KPK Periksa Direktur PT Impexindo Pratama Terkait Kasus Suap Patrialis Akbar
"Junianto Panjaitan, Direktur PT Impexindo Pratama diperiksa sebagai saksi untuk tersangka BHR,"
Penulis: Theresia Felisiani
Editor: Adi Suhendi
Laporan Wartawan Tribunnews.com, Theresia Felisiani
TRIBUNNEWS.COM, JAKARTA - KPK terus menelusuri soal seluk beluk impor dari perusahaan milik pengusaha Basuki Hariman (BHR) tersangka suap mantan Hakim MK, Patrialis Akbar (PAK).
Ini juga buntut dari pengembangan penggeledahan di Kantor Bea Cukai Pusat beberapa waktu lalu.
Dimana KPK menyita dokumen impor milik perusahaan Basuki.
Kali ini, Jumat (10/3/2017) penyidik KPK mengagendakan pemeriksaan terhadap Junianto Panjaitan, Direktur PT Impexindo Pratama.
"Junianto Panjaitan, Direktur PT Impexindo Pratama diperiksa sebagai saksi untuk tersangka BHR," ucap juru Bicara Komisi Pemberantasan Korupsi (KPK), Febri Diansyah.
Baca: KPK Diminta Seret 38 Nama yang Disebut Dalam Dakwaan Kasus e-KTP ke Meja Hijau
Junianto Panjaitan adalah anak buah dari NG Fenny, sekretaris Basuki Hariman yang juga berstatus tersangka dalam kasus ini.
NG Fenny ternyata menjabat sebagai General Manager dari PT Impexindo Pratama, perusahaan impor daging yang cukup besar di tanah air.
PT Impexindo Pratama pernah mendapat tugas dari Kementerian Perdagangan untuk menyediakan stok daging hingga mencukupi kebutuhan masyarakat dan menjualnya ke pasar dengan harga murah.
Kala itu, Juni 2016, sesuai perintah Kementerian Perdagangan, PT Impexindo Pratama menggelar operasi pasar dengan menjual daging murah asal Australia di Pasar Palad, Pulogadung, Jakarta Timur.

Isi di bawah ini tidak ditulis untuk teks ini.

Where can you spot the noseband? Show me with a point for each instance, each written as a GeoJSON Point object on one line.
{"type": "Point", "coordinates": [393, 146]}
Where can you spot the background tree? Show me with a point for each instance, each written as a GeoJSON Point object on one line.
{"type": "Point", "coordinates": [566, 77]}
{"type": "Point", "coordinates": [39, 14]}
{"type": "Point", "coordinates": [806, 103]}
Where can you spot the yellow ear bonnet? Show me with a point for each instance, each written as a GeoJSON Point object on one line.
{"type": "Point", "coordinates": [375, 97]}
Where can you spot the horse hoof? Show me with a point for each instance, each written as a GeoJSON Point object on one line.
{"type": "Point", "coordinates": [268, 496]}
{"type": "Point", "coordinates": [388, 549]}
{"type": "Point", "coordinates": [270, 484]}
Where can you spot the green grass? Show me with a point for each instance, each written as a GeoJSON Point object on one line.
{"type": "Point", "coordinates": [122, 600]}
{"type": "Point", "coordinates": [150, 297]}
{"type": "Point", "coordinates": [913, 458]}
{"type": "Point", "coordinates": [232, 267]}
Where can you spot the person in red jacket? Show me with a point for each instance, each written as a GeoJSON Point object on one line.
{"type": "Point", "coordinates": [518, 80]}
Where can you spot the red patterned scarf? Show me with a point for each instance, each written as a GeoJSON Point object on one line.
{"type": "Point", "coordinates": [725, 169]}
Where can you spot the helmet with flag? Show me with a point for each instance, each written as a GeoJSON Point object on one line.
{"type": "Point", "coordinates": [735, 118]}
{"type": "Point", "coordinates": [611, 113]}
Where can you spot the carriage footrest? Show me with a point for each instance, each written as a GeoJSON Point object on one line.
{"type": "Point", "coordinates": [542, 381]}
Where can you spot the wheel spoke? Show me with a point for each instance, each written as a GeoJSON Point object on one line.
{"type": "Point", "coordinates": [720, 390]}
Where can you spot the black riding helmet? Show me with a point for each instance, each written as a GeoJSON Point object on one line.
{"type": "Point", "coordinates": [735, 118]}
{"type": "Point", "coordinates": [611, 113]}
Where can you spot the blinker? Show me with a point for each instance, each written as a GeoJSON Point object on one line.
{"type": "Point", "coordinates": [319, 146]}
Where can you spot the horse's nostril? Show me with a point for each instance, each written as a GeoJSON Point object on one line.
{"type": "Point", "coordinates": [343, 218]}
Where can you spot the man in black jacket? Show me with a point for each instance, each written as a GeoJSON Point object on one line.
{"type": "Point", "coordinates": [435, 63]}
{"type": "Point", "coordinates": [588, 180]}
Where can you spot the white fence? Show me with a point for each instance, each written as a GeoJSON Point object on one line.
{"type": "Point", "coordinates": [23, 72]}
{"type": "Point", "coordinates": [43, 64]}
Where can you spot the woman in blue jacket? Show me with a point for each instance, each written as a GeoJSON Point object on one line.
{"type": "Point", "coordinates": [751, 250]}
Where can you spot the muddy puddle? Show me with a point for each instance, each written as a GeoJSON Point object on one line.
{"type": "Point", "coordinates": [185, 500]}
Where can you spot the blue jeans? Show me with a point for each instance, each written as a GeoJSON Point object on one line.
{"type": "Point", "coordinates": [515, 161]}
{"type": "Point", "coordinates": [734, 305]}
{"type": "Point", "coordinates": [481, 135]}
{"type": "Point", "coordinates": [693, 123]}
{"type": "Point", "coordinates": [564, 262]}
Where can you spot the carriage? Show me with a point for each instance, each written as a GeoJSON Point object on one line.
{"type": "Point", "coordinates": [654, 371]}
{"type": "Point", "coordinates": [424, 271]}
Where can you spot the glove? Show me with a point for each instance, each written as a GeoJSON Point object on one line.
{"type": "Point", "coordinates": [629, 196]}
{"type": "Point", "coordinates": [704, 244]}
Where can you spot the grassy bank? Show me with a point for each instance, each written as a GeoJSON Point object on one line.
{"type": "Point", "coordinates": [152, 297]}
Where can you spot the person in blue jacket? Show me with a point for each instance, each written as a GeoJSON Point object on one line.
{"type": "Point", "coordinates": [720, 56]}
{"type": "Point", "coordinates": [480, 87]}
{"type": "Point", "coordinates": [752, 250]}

Dalam Operasi Pasar itu, daging murni dijual Rp 79-60 ribu per kilogram.
Bahkan PT Impexindo Pratama juga pernah bekerja sama dengan Polres Bogor, menggelar operasi daging murah dalam memperingati HUT Bhayangkara pada 1 Juli
Dalam kasus ini, KPK menetapkan empat orang sebagai tersangka yakni mantan Hakim Mahkamah Konstitusi (MK), Patrialis Akbar (PAK) Kamaludin (KM), sebagai perantara suap.

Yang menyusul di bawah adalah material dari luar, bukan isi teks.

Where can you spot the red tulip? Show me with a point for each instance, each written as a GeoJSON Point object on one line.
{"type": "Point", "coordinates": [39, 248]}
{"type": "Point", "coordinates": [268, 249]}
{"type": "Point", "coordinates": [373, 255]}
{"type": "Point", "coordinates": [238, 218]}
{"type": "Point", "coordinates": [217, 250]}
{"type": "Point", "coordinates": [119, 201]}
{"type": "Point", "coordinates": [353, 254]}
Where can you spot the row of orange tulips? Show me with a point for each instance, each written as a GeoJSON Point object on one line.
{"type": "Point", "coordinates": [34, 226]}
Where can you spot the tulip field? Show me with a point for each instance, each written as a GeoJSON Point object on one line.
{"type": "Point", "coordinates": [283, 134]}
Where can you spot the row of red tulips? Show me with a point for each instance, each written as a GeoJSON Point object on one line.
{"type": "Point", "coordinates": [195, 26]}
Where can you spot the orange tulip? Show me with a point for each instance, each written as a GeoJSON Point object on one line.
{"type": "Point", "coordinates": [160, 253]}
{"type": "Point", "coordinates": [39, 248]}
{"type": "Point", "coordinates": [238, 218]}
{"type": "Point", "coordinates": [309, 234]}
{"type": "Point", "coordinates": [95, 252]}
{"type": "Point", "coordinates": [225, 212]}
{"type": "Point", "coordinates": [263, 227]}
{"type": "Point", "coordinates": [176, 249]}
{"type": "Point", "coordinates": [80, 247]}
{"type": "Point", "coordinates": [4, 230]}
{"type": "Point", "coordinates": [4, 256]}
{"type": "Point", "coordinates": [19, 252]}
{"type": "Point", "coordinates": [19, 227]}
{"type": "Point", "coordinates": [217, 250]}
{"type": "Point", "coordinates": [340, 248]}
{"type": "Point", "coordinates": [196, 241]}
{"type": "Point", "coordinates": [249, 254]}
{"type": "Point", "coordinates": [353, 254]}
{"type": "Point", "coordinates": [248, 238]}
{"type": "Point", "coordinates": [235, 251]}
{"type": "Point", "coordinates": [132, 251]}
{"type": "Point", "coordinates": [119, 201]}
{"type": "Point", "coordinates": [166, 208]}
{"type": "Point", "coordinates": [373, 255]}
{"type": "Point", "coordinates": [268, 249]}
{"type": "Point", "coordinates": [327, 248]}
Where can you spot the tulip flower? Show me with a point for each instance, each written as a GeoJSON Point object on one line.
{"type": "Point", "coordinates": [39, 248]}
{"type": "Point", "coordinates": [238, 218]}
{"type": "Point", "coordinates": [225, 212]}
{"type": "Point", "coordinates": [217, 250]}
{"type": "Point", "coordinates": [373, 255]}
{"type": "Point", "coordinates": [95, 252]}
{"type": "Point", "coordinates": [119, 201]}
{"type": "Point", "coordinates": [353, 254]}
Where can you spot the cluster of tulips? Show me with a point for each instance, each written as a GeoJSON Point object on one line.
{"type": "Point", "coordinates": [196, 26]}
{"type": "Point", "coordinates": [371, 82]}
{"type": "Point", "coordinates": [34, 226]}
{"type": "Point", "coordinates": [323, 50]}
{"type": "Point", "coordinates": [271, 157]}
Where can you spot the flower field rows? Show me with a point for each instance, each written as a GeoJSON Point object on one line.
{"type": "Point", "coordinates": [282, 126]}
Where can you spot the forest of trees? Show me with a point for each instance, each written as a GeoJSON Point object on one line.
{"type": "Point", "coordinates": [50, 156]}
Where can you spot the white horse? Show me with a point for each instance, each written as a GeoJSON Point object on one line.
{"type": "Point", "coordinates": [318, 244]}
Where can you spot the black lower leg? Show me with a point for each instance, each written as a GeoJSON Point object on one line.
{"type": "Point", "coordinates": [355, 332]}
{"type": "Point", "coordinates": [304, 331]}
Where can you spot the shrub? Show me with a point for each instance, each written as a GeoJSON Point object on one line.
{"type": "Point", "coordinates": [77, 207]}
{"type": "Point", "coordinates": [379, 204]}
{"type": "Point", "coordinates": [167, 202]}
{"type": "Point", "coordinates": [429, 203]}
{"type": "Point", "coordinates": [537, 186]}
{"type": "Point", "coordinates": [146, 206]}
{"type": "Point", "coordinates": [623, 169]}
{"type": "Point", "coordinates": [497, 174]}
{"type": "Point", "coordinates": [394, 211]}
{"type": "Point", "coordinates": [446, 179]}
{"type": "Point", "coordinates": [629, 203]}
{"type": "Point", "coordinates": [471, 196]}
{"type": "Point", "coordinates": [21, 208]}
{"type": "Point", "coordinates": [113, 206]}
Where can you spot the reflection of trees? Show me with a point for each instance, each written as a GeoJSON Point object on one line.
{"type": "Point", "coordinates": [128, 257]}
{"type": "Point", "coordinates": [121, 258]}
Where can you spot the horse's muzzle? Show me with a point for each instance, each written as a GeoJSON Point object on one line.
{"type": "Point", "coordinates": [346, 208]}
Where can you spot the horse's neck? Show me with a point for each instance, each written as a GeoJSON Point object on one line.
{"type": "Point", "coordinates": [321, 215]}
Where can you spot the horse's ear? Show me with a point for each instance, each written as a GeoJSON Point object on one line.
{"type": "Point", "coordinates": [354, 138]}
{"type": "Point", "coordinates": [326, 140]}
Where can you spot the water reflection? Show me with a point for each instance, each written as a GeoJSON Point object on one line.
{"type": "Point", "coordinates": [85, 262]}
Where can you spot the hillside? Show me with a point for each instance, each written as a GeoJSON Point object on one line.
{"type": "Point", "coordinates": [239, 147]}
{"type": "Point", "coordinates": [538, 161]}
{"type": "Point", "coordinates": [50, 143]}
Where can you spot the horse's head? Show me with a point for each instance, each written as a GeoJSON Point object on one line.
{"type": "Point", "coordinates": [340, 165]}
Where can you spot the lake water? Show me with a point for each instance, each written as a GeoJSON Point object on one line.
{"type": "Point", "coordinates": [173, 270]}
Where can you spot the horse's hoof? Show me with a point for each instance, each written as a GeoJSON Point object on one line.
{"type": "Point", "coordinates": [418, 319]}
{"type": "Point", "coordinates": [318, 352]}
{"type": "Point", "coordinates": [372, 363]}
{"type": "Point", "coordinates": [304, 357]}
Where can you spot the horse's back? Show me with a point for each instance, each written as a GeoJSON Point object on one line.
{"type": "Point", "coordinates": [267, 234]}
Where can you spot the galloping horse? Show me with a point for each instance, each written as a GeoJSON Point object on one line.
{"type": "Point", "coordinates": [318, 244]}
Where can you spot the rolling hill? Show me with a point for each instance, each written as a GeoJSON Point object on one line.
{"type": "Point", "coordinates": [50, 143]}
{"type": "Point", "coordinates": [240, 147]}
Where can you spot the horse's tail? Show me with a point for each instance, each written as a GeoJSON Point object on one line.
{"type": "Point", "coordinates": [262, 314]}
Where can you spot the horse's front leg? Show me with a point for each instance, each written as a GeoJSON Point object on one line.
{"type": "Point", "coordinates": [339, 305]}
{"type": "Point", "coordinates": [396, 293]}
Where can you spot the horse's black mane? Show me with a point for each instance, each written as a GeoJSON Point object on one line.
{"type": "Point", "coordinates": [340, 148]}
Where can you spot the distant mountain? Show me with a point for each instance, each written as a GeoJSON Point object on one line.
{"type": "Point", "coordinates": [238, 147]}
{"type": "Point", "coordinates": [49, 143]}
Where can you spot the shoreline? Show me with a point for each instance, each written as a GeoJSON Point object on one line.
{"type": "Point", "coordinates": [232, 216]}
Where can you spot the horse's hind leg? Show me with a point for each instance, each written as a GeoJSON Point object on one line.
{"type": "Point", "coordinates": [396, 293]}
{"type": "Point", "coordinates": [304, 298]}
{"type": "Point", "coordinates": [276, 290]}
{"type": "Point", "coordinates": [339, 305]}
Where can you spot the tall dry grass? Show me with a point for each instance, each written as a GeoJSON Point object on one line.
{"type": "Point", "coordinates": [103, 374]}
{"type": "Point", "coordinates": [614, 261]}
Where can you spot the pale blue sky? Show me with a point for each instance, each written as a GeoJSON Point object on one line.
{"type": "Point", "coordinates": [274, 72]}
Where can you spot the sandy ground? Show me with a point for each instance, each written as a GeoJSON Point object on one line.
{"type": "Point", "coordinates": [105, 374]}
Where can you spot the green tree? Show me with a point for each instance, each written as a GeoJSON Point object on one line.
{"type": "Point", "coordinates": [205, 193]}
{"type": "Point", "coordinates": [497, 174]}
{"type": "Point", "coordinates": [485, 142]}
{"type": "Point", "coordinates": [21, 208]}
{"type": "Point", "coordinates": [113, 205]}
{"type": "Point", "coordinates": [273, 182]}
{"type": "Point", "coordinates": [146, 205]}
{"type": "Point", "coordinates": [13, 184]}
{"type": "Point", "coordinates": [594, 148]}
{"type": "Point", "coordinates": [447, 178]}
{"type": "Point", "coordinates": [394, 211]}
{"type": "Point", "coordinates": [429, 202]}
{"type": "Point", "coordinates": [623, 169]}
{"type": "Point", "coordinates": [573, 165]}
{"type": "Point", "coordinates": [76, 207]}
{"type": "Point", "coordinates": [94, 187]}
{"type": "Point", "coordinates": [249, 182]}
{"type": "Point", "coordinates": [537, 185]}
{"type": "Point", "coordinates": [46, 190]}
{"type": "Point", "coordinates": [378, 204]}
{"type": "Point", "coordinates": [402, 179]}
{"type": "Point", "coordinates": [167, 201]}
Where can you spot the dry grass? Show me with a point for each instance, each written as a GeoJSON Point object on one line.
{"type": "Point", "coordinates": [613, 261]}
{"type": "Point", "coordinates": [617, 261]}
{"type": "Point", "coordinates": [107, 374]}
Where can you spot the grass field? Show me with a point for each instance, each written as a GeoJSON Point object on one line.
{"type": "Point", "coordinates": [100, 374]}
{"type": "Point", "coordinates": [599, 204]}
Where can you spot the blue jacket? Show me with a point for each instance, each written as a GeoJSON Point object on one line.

Serta pengusaha import daging, Basuki Hariman (BHR) beserta sekretarisnya, NG Fenny (NGF).
Atas perbuatannya, Patrialis dan Kamaludin disangkakan melanggar Pasal 12c atau Pasal 11 Undang-Undang (UU) Nomor 31 Tahun 1999 Tentang Pemberantasan Tindak Pidana Korupsi (Tipikor) seperti diubah UU Nomor 20 Tahun 2001 Jo Pasal 55 ayat (1) ke-1 KUHP.
Sementara Basuki dan Fenny yang diduga sebagai pihak pemberi suap, KPK menjerat dengan Pasal 6 ayat (1) huruf a atau Pasal 13 UU Pemberantasan Tindak Pemberantasan Korupsi (Tipikor) Jo Pasal 55 ayat (1) ke 1 KUHP.